Friday, July 4, 2008

Nothing to Lose


So if the Son sets you free, you will be free indeed.

                                                            John 8.36

Freedom

In “Me and Bobby McGee” Janis Joplin sang, “Freedom’s just another word for nothing left to lose.”  When the record was released in 1971, the lyric caught the cynicism and despair of a nation violently conflicted about freedom.  Nearly every minority declared its freedom from the straight white male establishment.  Without equal protection under the law, these groups had nothing to lose.  In a sense, that made them free to begin with.  What they really wanted, then, was the right to express and exercise their freedom.

Personality and Being

When we come to Christ, we likewise have nothing to lose.  Everything we accumulate over the years—attitudes, values, habits, learning, and ambitions—is useless to Him. They’re behaviors and knowledge we acquire as survival strategies. They’re the stuff of personality, the image we sculpt to please others and us. 

In contrast, who we are—our being—is solely comprised of what we brought with us into the world: gender, ethnicity, and sexual orientation.  This is what God made and intended us to be for His pleasure. They’re permanently placed in us to reflect the image and likeness of the eternal God.  We follow Jesus to cast off the flawed armor of personality and fulfill our beings’ potential to express God’s perfection.

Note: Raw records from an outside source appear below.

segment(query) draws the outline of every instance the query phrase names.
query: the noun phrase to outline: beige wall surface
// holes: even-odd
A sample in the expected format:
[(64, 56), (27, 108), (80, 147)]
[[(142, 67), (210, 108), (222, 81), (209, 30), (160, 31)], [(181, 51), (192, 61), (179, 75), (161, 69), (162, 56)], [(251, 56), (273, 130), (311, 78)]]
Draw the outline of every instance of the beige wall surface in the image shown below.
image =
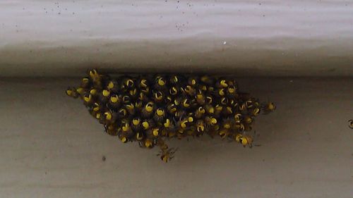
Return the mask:
[(0, 1), (0, 76), (353, 76), (350, 1)]
[[(352, 78), (239, 78), (276, 103), (244, 149), (203, 137), (157, 149), (104, 133), (78, 100), (78, 79), (0, 79), (0, 197), (340, 197), (353, 194)], [(103, 161), (102, 156), (106, 157)]]

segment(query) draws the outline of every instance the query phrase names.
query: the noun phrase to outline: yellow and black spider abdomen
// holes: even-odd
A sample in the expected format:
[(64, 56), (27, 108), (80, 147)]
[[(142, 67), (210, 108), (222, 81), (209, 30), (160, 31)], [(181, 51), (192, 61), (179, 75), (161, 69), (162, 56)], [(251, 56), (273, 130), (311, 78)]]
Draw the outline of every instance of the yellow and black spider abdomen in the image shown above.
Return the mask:
[[(112, 78), (92, 70), (78, 89), (66, 93), (80, 98), (109, 135), (143, 148), (158, 146), (161, 159), (173, 158), (164, 140), (220, 136), (251, 146), (255, 117), (275, 110), (239, 92), (230, 78), (209, 75), (122, 75)], [(349, 120), (353, 128), (353, 121)]]

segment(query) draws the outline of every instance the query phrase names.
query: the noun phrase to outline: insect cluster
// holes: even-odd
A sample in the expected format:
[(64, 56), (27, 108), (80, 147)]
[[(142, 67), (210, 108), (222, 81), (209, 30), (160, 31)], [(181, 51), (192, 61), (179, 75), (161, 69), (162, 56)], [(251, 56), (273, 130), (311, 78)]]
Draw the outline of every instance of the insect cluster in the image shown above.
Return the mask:
[(80, 98), (90, 113), (104, 125), (107, 133), (122, 142), (137, 141), (141, 147), (160, 148), (167, 162), (174, 149), (164, 140), (187, 136), (234, 140), (251, 147), (254, 118), (275, 109), (239, 92), (234, 79), (208, 75), (123, 75), (113, 78), (97, 70), (82, 79), (78, 88), (66, 94)]

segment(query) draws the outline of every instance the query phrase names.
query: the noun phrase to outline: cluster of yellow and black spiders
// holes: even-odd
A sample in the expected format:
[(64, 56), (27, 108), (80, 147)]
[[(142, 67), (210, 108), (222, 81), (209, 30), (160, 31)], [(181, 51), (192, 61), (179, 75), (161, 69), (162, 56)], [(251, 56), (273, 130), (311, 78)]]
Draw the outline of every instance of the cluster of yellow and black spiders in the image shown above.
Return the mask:
[(121, 75), (116, 78), (97, 70), (66, 94), (83, 99), (90, 113), (107, 133), (122, 142), (137, 141), (141, 147), (160, 148), (167, 162), (174, 149), (166, 139), (219, 135), (251, 147), (254, 118), (275, 109), (272, 102), (238, 89), (237, 82), (208, 75)]

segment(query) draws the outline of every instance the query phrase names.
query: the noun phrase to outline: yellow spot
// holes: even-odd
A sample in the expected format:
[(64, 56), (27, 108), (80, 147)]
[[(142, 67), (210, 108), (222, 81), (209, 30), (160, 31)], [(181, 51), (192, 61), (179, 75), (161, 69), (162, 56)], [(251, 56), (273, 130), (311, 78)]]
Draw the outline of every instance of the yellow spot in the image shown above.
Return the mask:
[(105, 118), (107, 120), (112, 120), (112, 113), (110, 112), (105, 112), (104, 115), (105, 115)]
[(141, 82), (140, 83), (140, 85), (143, 87), (147, 87), (147, 80), (145, 79), (141, 80)]
[(241, 137), (240, 142), (241, 142), (241, 144), (243, 144), (244, 146), (246, 146), (246, 144), (248, 144), (248, 139), (246, 137)]
[(200, 113), (205, 113), (205, 109), (203, 109), (203, 107), (202, 106), (198, 107), (198, 111), (200, 111)]
[(164, 116), (164, 111), (163, 109), (157, 109), (157, 115), (158, 115), (158, 116)]
[(118, 102), (118, 97), (117, 96), (112, 96), (110, 97), (110, 101), (112, 103), (117, 103)]
[(227, 106), (227, 110), (228, 111), (228, 112), (229, 112), (229, 113), (233, 113), (233, 110), (232, 110), (232, 107), (230, 106)]
[(172, 94), (172, 95), (175, 95), (178, 93), (178, 90), (176, 89), (176, 88), (175, 88), (174, 87), (172, 87), (170, 89), (170, 94)]
[(72, 95), (72, 90), (71, 89), (67, 89), (66, 90), (66, 94), (68, 94), (68, 96), (71, 96)]
[(90, 94), (91, 94), (93, 96), (97, 94), (97, 89), (90, 89)]
[(121, 116), (125, 116), (126, 115), (126, 110), (125, 110), (125, 109), (121, 109), (119, 111), (119, 113), (120, 113)]
[(126, 139), (126, 137), (121, 137), (121, 142), (123, 142), (124, 143), (126, 142), (126, 141), (128, 141), (128, 140)]
[(162, 78), (161, 78), (158, 79), (158, 85), (160, 86), (164, 86), (165, 85), (165, 81), (163, 80), (163, 79), (162, 79)]
[(134, 108), (133, 104), (126, 104), (126, 109), (128, 110), (133, 110)]
[(145, 122), (142, 123), (142, 126), (143, 127), (143, 128), (145, 130), (146, 130), (146, 129), (148, 129), (150, 128), (150, 124), (148, 123), (148, 122), (145, 121)]
[(270, 102), (268, 104), (268, 109), (270, 110), (270, 111), (273, 111), (273, 110), (275, 110), (275, 109), (276, 108), (276, 106), (275, 106), (275, 104), (272, 102)]
[(158, 136), (158, 135), (160, 134), (160, 129), (158, 128), (155, 128), (153, 130), (153, 131), (152, 132), (153, 133), (153, 136)]
[(251, 119), (251, 118), (250, 118), (250, 117), (246, 117), (246, 118), (245, 118), (244, 121), (246, 123), (250, 124), (251, 123), (253, 122), (253, 119)]
[(133, 85), (133, 80), (131, 80), (131, 79), (128, 79), (127, 81), (126, 81), (126, 85), (128, 87), (132, 87)]
[(104, 89), (102, 92), (102, 94), (103, 94), (103, 96), (104, 97), (108, 97), (109, 94), (110, 94), (110, 92), (107, 90), (107, 89)]
[(220, 135), (220, 136), (222, 137), (222, 138), (224, 138), (227, 136), (227, 132), (224, 131), (224, 130), (221, 130), (220, 131), (220, 132), (218, 133)]
[(95, 103), (95, 107), (93, 108), (93, 111), (100, 111), (100, 105), (97, 103)]
[(145, 141), (145, 146), (148, 148), (151, 147), (152, 147), (152, 141), (150, 140), (146, 140), (146, 141)]
[(228, 84), (227, 84), (225, 80), (222, 80), (221, 82), (220, 82), (220, 85), (222, 87), (228, 87)]
[(112, 89), (114, 88), (114, 82), (112, 81), (110, 81), (109, 83), (108, 84), (108, 89)]
[(243, 137), (243, 135), (241, 134), (237, 134), (236, 136), (235, 136), (235, 140), (238, 142), (240, 142), (240, 138), (241, 138)]
[(146, 110), (147, 112), (152, 112), (152, 111), (153, 111), (153, 107), (152, 106), (151, 104), (146, 104), (145, 109)]
[(130, 95), (133, 96), (133, 95), (135, 95), (136, 94), (137, 89), (133, 89), (132, 90), (130, 90), (129, 92), (130, 92)]

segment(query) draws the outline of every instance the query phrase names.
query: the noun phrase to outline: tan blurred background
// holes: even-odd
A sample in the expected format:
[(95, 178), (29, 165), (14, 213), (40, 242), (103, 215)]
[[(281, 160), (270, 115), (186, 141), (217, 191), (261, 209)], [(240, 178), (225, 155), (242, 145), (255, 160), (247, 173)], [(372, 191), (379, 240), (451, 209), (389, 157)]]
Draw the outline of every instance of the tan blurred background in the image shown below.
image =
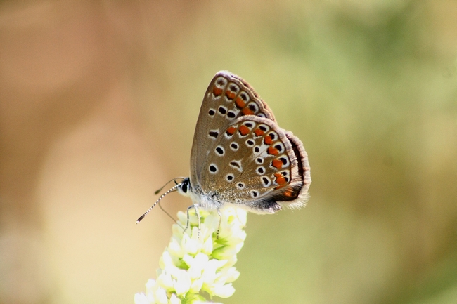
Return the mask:
[[(303, 141), (224, 303), (457, 303), (457, 2), (0, 2), (0, 303), (131, 303), (214, 74)], [(172, 194), (174, 214), (190, 201)]]

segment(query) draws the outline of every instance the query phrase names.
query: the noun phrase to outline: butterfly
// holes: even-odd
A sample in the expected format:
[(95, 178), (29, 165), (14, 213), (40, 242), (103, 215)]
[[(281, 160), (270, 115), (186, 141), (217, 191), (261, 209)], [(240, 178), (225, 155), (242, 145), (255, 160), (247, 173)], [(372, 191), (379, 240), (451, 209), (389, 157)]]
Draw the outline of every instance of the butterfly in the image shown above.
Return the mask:
[(228, 71), (217, 72), (206, 90), (190, 164), (190, 176), (159, 197), (137, 223), (174, 191), (192, 199), (188, 218), (191, 208), (219, 212), (227, 205), (275, 213), (283, 206), (303, 206), (309, 197), (310, 168), (302, 143), (278, 125), (247, 82)]

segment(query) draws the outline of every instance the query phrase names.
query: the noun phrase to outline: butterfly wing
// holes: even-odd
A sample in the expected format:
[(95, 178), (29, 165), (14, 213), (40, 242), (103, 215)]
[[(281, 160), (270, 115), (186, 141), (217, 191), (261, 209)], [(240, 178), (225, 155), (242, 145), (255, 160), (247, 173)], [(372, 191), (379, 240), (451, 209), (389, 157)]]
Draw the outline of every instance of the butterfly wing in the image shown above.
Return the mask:
[(269, 119), (247, 115), (230, 124), (202, 151), (201, 190), (210, 200), (252, 212), (302, 206), (311, 183), (302, 142)]
[(231, 121), (244, 115), (275, 121), (273, 112), (254, 89), (240, 77), (219, 72), (206, 90), (197, 120), (191, 152), (191, 185), (200, 184), (201, 172), (210, 147)]

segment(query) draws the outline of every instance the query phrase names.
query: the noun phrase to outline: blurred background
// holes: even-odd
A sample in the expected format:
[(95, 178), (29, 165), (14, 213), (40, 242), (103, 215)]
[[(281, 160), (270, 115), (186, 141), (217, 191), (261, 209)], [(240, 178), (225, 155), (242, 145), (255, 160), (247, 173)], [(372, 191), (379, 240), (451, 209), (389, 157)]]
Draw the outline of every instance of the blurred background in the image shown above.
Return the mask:
[[(457, 301), (457, 2), (0, 2), (0, 303), (133, 303), (213, 75), (303, 141), (307, 208), (248, 216), (226, 304)], [(188, 199), (163, 201), (172, 214)]]

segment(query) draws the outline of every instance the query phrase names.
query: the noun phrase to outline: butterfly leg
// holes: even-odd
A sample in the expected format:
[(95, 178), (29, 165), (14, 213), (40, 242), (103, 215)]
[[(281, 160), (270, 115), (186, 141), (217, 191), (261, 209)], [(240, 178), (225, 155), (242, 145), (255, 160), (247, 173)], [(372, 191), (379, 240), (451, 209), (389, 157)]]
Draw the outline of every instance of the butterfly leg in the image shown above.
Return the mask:
[(192, 208), (195, 209), (195, 214), (197, 215), (197, 219), (198, 220), (198, 238), (200, 239), (200, 213), (198, 213), (198, 204), (194, 204), (193, 205), (189, 206), (187, 208), (187, 223), (186, 224), (186, 229), (184, 229), (184, 232), (191, 225), (189, 211)]

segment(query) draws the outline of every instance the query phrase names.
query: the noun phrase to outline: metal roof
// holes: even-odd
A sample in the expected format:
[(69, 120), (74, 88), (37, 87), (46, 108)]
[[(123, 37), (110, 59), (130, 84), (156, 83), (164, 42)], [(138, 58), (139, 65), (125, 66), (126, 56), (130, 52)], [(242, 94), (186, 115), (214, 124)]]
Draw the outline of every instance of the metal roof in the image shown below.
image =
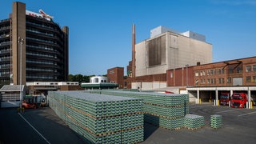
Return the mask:
[[(22, 90), (24, 90), (24, 85), (22, 85)], [(4, 85), (0, 91), (20, 91), (21, 86), (20, 85)]]

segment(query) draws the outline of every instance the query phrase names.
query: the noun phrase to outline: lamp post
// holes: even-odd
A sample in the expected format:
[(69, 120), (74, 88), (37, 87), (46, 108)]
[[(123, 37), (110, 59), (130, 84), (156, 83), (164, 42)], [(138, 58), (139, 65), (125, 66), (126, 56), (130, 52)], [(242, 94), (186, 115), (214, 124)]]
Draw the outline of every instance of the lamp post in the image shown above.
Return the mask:
[(20, 54), (20, 66), (19, 66), (19, 69), (20, 69), (20, 72), (19, 72), (19, 84), (20, 84), (20, 101), (21, 101), (21, 103), (20, 103), (20, 106), (19, 106), (19, 108), (20, 108), (20, 110), (22, 110), (22, 45), (23, 45), (23, 42), (24, 42), (24, 39), (23, 38), (21, 38), (20, 37), (18, 37), (18, 42), (21, 45), (20, 46), (20, 49), (21, 49), (21, 54)]
[(186, 65), (186, 87), (189, 86), (188, 84), (188, 74), (187, 74), (187, 67), (189, 66), (188, 64)]

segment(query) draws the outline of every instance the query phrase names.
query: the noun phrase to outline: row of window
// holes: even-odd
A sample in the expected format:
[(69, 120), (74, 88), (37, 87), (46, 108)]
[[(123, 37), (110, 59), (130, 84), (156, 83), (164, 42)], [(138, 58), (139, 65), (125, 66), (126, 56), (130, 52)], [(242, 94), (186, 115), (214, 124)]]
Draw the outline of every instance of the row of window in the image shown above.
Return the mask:
[(194, 72), (194, 76), (198, 77), (199, 74), (200, 76), (205, 76), (206, 75), (206, 71), (207, 75), (215, 75), (217, 74), (224, 74), (224, 69), (210, 69), (207, 70), (200, 70), (200, 71), (195, 71)]
[(54, 56), (52, 54), (38, 54), (38, 53), (31, 53), (31, 52), (27, 52), (26, 53), (27, 55), (33, 55), (33, 56), (38, 56), (38, 57), (46, 57), (46, 58), (57, 58), (57, 56)]
[[(226, 83), (230, 83), (230, 78), (227, 78), (227, 82)], [(206, 81), (206, 79), (200, 79), (200, 84), (206, 84), (206, 82), (207, 82), (207, 84), (216, 84), (217, 83), (217, 80), (216, 78), (207, 78), (207, 81)], [(219, 84), (224, 84), (225, 83), (225, 78), (218, 78), (218, 82)], [(195, 85), (198, 85), (199, 84), (199, 80), (197, 79), (195, 80)]]
[(0, 61), (10, 61), (10, 57), (5, 56), (5, 57), (0, 57)]
[(6, 46), (6, 45), (10, 45), (10, 41), (5, 41), (0, 43), (0, 46)]
[(3, 70), (3, 71), (0, 71), (0, 77), (10, 77), (10, 70)]
[(256, 83), (256, 76), (248, 76), (246, 77), (246, 82), (253, 82), (253, 83)]
[(10, 26), (0, 27), (0, 30), (8, 30), (8, 29), (10, 29)]
[(52, 69), (40, 69), (40, 68), (26, 68), (26, 70), (40, 71), (40, 72), (57, 72), (57, 70), (54, 70)]
[(256, 71), (256, 65), (246, 66), (246, 72), (251, 72), (251, 71), (255, 72)]
[(30, 31), (30, 32), (33, 32), (33, 33), (36, 33), (36, 34), (44, 34), (44, 35), (47, 35), (47, 36), (51, 36), (53, 37), (54, 34), (52, 33), (44, 33), (44, 32), (41, 32), (41, 31), (38, 31), (36, 29), (33, 29), (33, 28), (30, 28), (30, 29), (26, 29), (26, 31)]
[(28, 45), (28, 46), (26, 46), (26, 47), (41, 49), (41, 50), (54, 50), (54, 48), (49, 47), (47, 46), (43, 46), (43, 45), (39, 45), (38, 46)]
[(26, 22), (26, 23), (34, 25), (34, 26), (40, 26), (40, 27), (45, 27), (45, 28), (54, 30), (53, 27), (48, 26), (45, 26), (43, 24), (33, 23), (33, 22)]
[(10, 49), (2, 49), (0, 50), (0, 54), (10, 53)]
[(47, 42), (47, 43), (57, 44), (55, 41), (43, 40), (43, 39), (38, 39), (38, 38), (30, 38), (30, 37), (26, 37), (26, 38), (30, 39), (30, 40), (34, 40), (34, 41), (38, 41), (38, 42)]
[(57, 63), (51, 61), (34, 61), (34, 60), (26, 60), (26, 62), (28, 63), (36, 63), (36, 64), (45, 64), (45, 65), (57, 65)]
[(0, 69), (6, 69), (6, 68), (10, 68), (11, 66), (11, 64), (2, 64), (0, 65)]
[(0, 35), (0, 38), (6, 38), (6, 37), (10, 37), (10, 34), (3, 34)]
[(51, 75), (26, 75), (26, 78), (35, 78), (35, 79), (57, 79), (56, 76)]

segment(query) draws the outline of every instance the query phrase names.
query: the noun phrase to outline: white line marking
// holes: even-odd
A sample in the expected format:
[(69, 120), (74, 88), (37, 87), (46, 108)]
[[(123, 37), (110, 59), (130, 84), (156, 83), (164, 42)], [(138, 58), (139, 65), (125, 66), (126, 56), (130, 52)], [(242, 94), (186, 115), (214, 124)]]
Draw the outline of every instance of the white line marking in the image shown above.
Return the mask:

Hebrews counsels us to shed our personality instincts and follow Christ.

Therefore, since we are surrounded by such a great cloud of witnesses, let us throw off everything that hinders and the sin that so easily entangles, and let us run with perseverance the race marked out for us.  (Hebrews 12.1)

All those personal aspects we think are essential to our survival hinder us.  They burden us with fear, doubt, and self-reliance, none of which fits a life governed by love, faith, and obedience to God. 

Let It Go

It all has to go, including anxieties about anyone’s approval.  On this, Jesus could not have been more candid:

If anyone comes to me and does not hate his father and mother, his wife and children, his brothers and sisters—yes, even his own life—he cannot be my disciple.  (Luke 14.26)

We can’t follow Him if we insist on dragging along our personality-driven desire to please everybody else.  Not everybody will be happy about or agree with our commitment to Christ.  Sometimes our greatest opposition will arise from those closest to us. These people should always remain important to us, but their viewpoints and pleasing them should not.  As followers of Jesus, only what He says counts and His pleasure with us is all that matters.

With nothing to lose, we have everything to gain, including the right to express our freedom in Christ.  That’s why Jesus demands our total commitment from the start.  When we let go of everything we rely on, we can focus all of our energy on perfecting our resemblance to our Creator.  Christ sacrificed His life to purchase our freedom.  The instant we realize what this really means, we’ll indeed be free.